TVM-VectorAdd

Posted by Taolee on January 1, 2020

TVM VectorAdd - Hello World of TVM

This doc is trying to decode what is happening when the tvm python api demoed by the following tutorial tutorials/tensor_expr_get_started.py

import tvm
import numpy as np

tgt_host="llvm"
tgt="cuda"

# define the graph
n = tvm.var("n")
A = tvm.placeholder((n,), name='A')
B = tvm.placeholder((n,), name='B')
C = tvm.compute(A.shape, lambda i: A[i] + B[i], name="C")
print(type(C))

# compile the graph
s = tvm.create_schedule(C.op)
fadd = tvm.build(s, [A, B, C], tgt, target_host=tgt_host, name="myadd")

# Run the graph/function
ctx = tvm.context(tgt, 0)
n = 1024
a = tvm.nd.array(np.random.uniform(size=n).astype(A.dtype), ctx)
b = tvm.nd.array(np.random.uniform(size=n).astype(B.dtype), ctx)
c = tvm.nd.array(np.zeros(n, dtype=C.dtype), ctx)
fadd(a, b, c)

# check result with numpy computation  

tvm.testing.assert_allclose(c.asnumpy(), a.asnumpy() + b.asnumpy())

The tvm python API are exported from the python/tvm/__init__.py, and you can see from there that, many of the APIs are defined in pyhton/tvm/api.py,which is then lead to python/tvm/_api_internal.py

1. tvm.var

import tvm
n = tvm.var("n")

->

    #pythom/tvm/api.py
    ...
   return _api_internal._Var(name, dtype

->

   //src/src/api_ir.cc
   TVM_REGISTER_API("_Var")
    .set_body_typed<VarExpr(std::string, Type)>([](std::string s, Type t) {
        return Variable::make(t, s);
    });

->

//tvm/runtime/registry.h

#define TVM_REGISTER_GLOBAL(OpName)                              \
  TVM_STR_CONCAT(TVM_FUNC_REG_VAR_DEF, __COUNTER__) =            \
  ::tvm::runtime::Registry::Register(OpName)

//include/tvm/api_registry.h
#define TVM_REGISTER_API(OpName) TVM_REGISTER_GLOBAL(OpName)

The registry is like the registry tech we mentioned in last blog, can associate any function with any string name.
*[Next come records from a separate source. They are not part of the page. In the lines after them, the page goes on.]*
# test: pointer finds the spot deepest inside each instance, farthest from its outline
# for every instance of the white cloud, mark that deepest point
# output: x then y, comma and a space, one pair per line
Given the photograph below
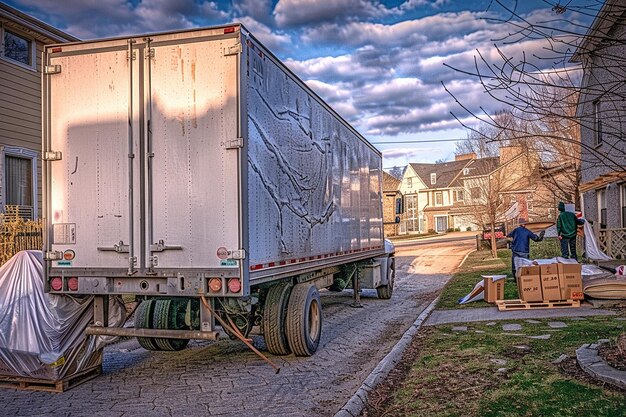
308, 12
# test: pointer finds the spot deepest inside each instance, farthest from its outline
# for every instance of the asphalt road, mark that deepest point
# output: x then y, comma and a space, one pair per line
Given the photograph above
225, 378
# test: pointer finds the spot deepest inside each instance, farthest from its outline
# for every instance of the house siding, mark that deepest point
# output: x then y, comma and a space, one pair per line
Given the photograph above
20, 111
603, 81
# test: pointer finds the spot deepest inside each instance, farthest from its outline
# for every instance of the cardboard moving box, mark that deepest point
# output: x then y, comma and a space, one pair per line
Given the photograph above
494, 287
570, 277
550, 283
529, 283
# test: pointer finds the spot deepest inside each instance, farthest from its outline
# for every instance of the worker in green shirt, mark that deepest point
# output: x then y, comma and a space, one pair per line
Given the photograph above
566, 227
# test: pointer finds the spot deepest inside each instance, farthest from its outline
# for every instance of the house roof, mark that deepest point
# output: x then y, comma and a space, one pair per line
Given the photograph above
35, 26
390, 183
446, 172
477, 167
607, 17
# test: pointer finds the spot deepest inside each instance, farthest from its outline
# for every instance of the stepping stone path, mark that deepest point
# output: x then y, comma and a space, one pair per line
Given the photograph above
541, 337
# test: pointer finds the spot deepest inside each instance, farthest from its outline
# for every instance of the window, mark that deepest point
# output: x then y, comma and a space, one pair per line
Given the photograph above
439, 198
602, 208
623, 205
412, 219
597, 122
20, 180
17, 48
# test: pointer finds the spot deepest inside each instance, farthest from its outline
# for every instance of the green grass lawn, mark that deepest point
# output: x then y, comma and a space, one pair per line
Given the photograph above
481, 263
487, 372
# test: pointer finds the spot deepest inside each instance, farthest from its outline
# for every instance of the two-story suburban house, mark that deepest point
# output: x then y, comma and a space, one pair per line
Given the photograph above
602, 113
22, 39
429, 195
459, 195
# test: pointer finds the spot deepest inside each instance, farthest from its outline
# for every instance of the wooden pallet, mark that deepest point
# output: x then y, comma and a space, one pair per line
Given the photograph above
38, 384
508, 305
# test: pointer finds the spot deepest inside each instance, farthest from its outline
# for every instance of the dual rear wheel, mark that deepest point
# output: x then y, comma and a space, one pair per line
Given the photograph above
292, 320
162, 314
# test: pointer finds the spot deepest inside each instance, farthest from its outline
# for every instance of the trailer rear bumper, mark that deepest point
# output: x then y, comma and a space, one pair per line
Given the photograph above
160, 333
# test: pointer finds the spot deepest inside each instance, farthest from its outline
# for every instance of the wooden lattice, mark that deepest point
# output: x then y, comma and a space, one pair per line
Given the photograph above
613, 242
18, 234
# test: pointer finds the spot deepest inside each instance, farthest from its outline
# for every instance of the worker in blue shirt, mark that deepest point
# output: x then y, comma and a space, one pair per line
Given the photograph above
520, 246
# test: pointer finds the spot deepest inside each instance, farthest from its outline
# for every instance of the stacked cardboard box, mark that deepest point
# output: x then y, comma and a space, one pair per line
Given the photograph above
550, 282
494, 287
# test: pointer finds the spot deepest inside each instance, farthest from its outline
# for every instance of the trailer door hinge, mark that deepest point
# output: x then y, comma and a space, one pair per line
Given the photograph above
234, 144
238, 254
52, 69
233, 50
52, 156
52, 255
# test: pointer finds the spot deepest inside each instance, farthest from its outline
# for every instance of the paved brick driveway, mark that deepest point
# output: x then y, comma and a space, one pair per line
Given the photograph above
225, 378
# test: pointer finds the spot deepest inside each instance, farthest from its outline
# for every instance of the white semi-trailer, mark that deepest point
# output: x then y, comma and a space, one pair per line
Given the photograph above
190, 165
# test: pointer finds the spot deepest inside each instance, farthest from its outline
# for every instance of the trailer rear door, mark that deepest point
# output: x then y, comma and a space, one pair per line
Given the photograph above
193, 194
90, 185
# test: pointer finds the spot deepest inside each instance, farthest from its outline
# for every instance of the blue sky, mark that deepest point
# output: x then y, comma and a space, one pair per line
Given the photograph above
380, 64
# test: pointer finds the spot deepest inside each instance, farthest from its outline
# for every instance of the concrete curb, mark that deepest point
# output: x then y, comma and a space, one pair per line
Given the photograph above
356, 404
591, 362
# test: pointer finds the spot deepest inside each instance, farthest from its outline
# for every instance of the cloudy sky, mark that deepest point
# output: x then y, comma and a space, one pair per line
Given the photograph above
379, 63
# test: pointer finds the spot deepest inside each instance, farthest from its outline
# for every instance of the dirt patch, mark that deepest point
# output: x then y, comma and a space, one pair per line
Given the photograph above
456, 388
614, 353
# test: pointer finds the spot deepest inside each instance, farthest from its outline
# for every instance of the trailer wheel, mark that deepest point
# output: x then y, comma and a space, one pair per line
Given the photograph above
304, 319
274, 317
386, 291
170, 314
143, 320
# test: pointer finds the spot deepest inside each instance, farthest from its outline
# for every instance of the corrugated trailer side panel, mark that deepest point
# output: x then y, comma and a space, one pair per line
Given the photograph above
314, 185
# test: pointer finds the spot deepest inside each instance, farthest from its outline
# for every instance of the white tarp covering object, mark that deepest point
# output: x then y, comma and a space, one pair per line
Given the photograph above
592, 249
43, 335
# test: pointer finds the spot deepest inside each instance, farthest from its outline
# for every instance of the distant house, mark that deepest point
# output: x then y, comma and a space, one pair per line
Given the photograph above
454, 195
392, 204
429, 195
603, 120
23, 38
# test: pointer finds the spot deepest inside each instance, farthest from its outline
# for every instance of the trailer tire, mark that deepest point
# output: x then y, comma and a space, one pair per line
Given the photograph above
143, 320
304, 319
386, 291
274, 318
167, 315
And can get the function in from the string.

2. tvm.placeholder

A = tvm.placeholder((n,), name='A')
namespace tvm{
Tensor placeholder(Array<Expr> shape, Type dtype, std::string name) {
  return PlaceholderOpNode::make(name, shape, dtype).output(0);
}
}

TVM_REGISTER_API("_Placeholder")
.set_body_typed<Tensor(Array<Expr>, Type, std::string)>([](
  Array<Expr> shape, Type dtype, std::string name
) {
  return placeholder(shape, dtype, name);
});

3. tvm.compute

C = tvm.compute(A.shape, lambda i: A[i] + B[i], name="C"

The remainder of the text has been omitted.